Menanggapi kejadian tersebut, Dr. Imron Muzakki, M.Psi., Psikolog dari Laboratorium Psikologi Universitas Islam Negeri (UIN) Syekh Wasil Kediri, menyatakan prihatin atas adanya kasus bullying di lingkungan sekolah. Menurutnya, pencegahan bullying harus dilakukan secara terus-menerus hingga menjadi kebiasaan yang melekat di lingkungan pendidikan.
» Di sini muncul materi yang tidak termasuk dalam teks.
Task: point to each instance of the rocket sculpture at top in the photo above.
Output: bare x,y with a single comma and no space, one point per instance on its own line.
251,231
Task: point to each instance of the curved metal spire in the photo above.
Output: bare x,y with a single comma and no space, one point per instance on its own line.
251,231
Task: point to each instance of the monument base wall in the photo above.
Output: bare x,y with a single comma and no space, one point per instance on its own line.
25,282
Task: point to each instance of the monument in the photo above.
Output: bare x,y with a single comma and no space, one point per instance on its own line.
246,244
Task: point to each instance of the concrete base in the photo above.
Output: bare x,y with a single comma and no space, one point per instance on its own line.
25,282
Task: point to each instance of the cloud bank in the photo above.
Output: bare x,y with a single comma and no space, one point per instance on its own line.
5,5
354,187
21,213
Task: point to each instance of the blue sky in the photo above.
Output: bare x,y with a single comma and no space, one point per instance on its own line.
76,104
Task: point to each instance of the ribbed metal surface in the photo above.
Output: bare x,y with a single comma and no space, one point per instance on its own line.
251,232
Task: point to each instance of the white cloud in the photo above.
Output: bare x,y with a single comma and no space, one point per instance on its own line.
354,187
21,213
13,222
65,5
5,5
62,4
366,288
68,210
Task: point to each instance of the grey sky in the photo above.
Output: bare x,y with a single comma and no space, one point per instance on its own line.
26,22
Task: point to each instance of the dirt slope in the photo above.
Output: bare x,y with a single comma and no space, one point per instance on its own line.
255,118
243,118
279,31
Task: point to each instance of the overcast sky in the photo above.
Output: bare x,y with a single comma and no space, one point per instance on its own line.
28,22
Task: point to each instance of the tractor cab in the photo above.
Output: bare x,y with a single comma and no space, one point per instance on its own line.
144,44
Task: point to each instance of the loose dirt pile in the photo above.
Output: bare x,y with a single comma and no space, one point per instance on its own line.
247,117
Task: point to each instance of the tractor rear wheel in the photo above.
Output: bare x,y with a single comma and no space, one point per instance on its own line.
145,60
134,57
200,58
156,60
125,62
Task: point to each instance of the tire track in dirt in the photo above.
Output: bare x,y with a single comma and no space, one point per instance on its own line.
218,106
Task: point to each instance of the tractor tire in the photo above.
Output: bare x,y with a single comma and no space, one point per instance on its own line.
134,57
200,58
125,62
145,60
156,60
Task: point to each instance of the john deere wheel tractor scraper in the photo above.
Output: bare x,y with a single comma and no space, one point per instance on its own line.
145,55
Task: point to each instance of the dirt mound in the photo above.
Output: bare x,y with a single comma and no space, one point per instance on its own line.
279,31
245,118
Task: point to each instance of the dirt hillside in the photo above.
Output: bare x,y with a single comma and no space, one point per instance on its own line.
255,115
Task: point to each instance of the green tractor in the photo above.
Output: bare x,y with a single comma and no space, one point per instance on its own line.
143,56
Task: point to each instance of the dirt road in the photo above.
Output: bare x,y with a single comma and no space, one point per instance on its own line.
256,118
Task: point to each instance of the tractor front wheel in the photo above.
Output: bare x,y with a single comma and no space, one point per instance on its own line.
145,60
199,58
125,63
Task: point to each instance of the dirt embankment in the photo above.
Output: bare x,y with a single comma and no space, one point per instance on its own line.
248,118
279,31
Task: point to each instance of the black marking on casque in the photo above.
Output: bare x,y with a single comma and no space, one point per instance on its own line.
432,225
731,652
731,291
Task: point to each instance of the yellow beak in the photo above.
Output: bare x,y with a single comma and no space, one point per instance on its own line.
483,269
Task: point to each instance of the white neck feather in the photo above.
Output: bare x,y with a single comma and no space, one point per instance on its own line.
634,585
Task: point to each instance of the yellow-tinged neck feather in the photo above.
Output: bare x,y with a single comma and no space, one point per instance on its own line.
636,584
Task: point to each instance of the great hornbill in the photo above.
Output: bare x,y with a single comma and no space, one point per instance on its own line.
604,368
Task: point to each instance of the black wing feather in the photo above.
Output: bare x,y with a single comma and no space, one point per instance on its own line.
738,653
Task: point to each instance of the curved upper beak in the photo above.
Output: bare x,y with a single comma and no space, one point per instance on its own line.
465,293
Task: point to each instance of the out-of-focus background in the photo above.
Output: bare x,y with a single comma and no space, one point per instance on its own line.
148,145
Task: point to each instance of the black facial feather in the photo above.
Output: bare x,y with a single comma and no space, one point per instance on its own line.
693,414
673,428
Pencegahan ini tidak bisa sesekali, tapi harus menjadi habit untuk mencegah kekerasan sejak dini.

“Kita sangat prihatin, karena pencegahan bullying harus dilakukan secara terus-menerus hingga menjadi kebiasaan yang melekat di lingkungan pendidikan. Pencegahan ini tidak bisa sesekali, tapi harus menjadi habit untuk mencegah kekerasan sejak dini,” ujar Dr. Imron.
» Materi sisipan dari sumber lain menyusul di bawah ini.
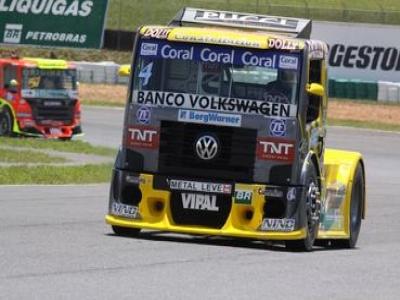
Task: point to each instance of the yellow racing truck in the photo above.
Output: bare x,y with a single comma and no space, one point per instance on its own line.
224,135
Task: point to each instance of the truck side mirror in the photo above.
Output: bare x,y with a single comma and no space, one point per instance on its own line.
124,70
315,89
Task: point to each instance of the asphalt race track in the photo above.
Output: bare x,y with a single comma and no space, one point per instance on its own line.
54,243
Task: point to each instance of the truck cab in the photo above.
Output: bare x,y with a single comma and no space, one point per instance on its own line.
39,97
224,133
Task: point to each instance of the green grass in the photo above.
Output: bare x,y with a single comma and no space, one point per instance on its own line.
28,156
364,124
128,14
43,174
70,146
56,175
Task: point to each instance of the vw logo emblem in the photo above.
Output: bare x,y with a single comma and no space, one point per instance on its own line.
206,147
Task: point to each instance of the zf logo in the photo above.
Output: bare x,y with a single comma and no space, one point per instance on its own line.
277,127
143,115
12,33
143,137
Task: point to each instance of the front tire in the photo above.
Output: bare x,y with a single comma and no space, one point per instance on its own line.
6,122
312,207
125,231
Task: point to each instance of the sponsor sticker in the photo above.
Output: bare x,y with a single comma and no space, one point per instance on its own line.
243,197
214,118
288,62
214,103
124,210
143,115
278,225
156,32
219,55
148,49
197,186
143,137
291,195
277,127
199,202
275,149
12,33
283,44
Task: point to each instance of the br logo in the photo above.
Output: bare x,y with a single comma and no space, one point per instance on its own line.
143,115
277,127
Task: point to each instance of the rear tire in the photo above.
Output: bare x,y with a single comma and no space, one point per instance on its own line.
356,209
125,231
312,206
6,123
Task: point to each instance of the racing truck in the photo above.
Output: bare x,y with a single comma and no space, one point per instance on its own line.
39,97
225,134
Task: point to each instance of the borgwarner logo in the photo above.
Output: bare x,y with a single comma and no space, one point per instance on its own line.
206,147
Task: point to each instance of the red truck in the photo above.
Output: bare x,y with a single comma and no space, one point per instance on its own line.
39,97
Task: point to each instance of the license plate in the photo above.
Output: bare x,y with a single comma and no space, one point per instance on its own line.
124,210
55,131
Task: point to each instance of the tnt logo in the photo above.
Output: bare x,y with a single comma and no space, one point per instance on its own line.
143,137
12,33
275,149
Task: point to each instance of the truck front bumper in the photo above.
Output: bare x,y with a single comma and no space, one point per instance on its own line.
146,201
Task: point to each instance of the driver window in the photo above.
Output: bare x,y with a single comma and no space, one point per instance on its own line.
314,102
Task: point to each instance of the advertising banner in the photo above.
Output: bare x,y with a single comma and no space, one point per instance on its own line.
53,23
361,51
Menurutnya, korban bullying tidak hanya mengalami luka fisik, tetapi juga terdampak secara psikologis. Kondisi ini dapat berkembang menjadi rasa tidak aman (insecure), depresi, hingga tekanan mental yang berkepanjangan. Oleh karena itu, korban membutuhkan dukungan psikologis serta pertolongan pertama dalam aspek mental, atau yang dikenal dengan psychological first aid.

“Korban bisa mengalami trauma yang mendalam. Ia merasa sakit secara fisik, lalu berkembang menjadi rasa tidak aman (insecure), depresi, hingga tekanan mental berkepanjangan. Oleh karena itu, korban membutuhkan dukungan psikologis dan pertolongan pertama secara mental atau psychological first aid,” jelasnya.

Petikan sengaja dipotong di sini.